In Scrum you work from a Backlog. This Backlog gets continuously refined as new information is learned about the product, as feedback is received, as market conditions change, etc. For this reason you work on the top of the backlog, i.e. the most important things first. The top of the backlog is also more detailed and better estimated than the rest of the backlog. So if you want to estimate delivery dates on the full product, you need to have fairly stable teams, stable working conditions, market conditions remaining the same, no new information discovered or feedback received that could change the rules of the game, and detailed estimates for all the items in the backlog.

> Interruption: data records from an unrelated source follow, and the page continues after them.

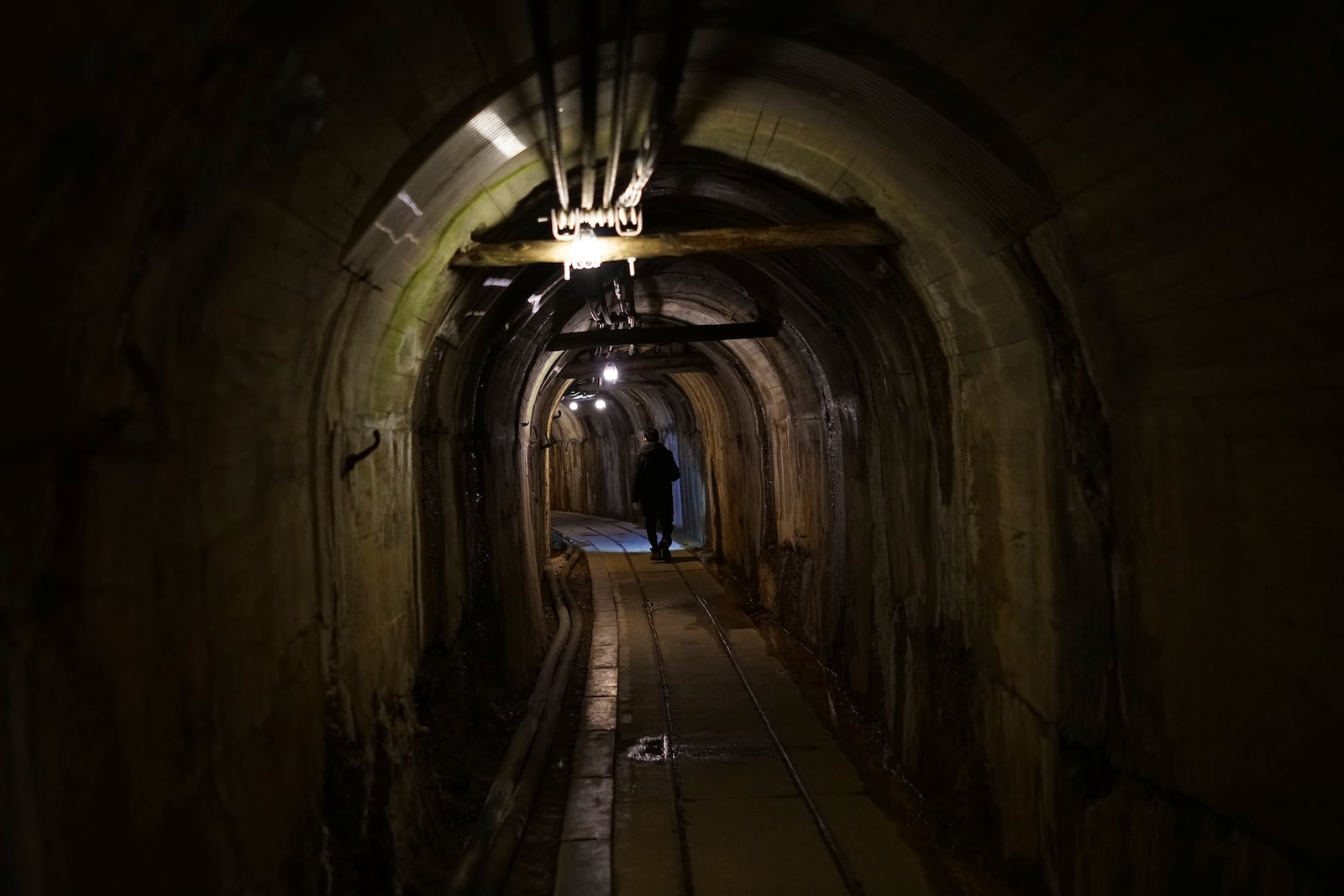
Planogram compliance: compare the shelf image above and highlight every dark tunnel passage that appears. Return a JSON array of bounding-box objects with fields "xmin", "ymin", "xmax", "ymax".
[{"xmin": 0, "ymin": 0, "xmax": 1344, "ymax": 894}]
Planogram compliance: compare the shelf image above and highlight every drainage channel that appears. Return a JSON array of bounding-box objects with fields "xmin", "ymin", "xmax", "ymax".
[{"xmin": 603, "ymin": 527, "xmax": 864, "ymax": 896}]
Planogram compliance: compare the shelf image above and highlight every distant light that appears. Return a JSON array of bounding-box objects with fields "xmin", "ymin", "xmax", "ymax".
[{"xmin": 469, "ymin": 109, "xmax": 527, "ymax": 159}]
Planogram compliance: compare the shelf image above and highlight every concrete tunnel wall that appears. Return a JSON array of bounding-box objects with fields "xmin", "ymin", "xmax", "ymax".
[{"xmin": 0, "ymin": 2, "xmax": 1344, "ymax": 893}]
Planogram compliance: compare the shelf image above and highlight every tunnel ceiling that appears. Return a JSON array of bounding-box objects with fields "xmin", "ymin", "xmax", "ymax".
[{"xmin": 345, "ymin": 25, "xmax": 1051, "ymax": 419}]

When these remain stable, you can divide the total number of story points in the backlog to the team's velocity and figure out, on average, how many sprints you might need, then knowing a sprint is (often) two weeks, you can determine a delivery date for your product. In theory.

In practice thou, as I mentioned above, a lot of things change. Your team capacity might change (people get sick, leave, join, etc), market conditions might change, someone discovers some great opportunity and adds to the backlog, some items become redundant, etc. Every time these things change, your calculations involving velocity need to be redone because the target product changes. The velocity itself can also change as the team becomes better at their work, or new team members are added, or older ones leave, etc.

So, although velocity can be a good indicator on how many sprints you might need to finish all of your backlog items (which define the full product, if you like to think about it like that), it doesn't really guarantee you anything. Just like the weather. You have a good confidence level for predicting the weather in the next few days, but not for the next few months.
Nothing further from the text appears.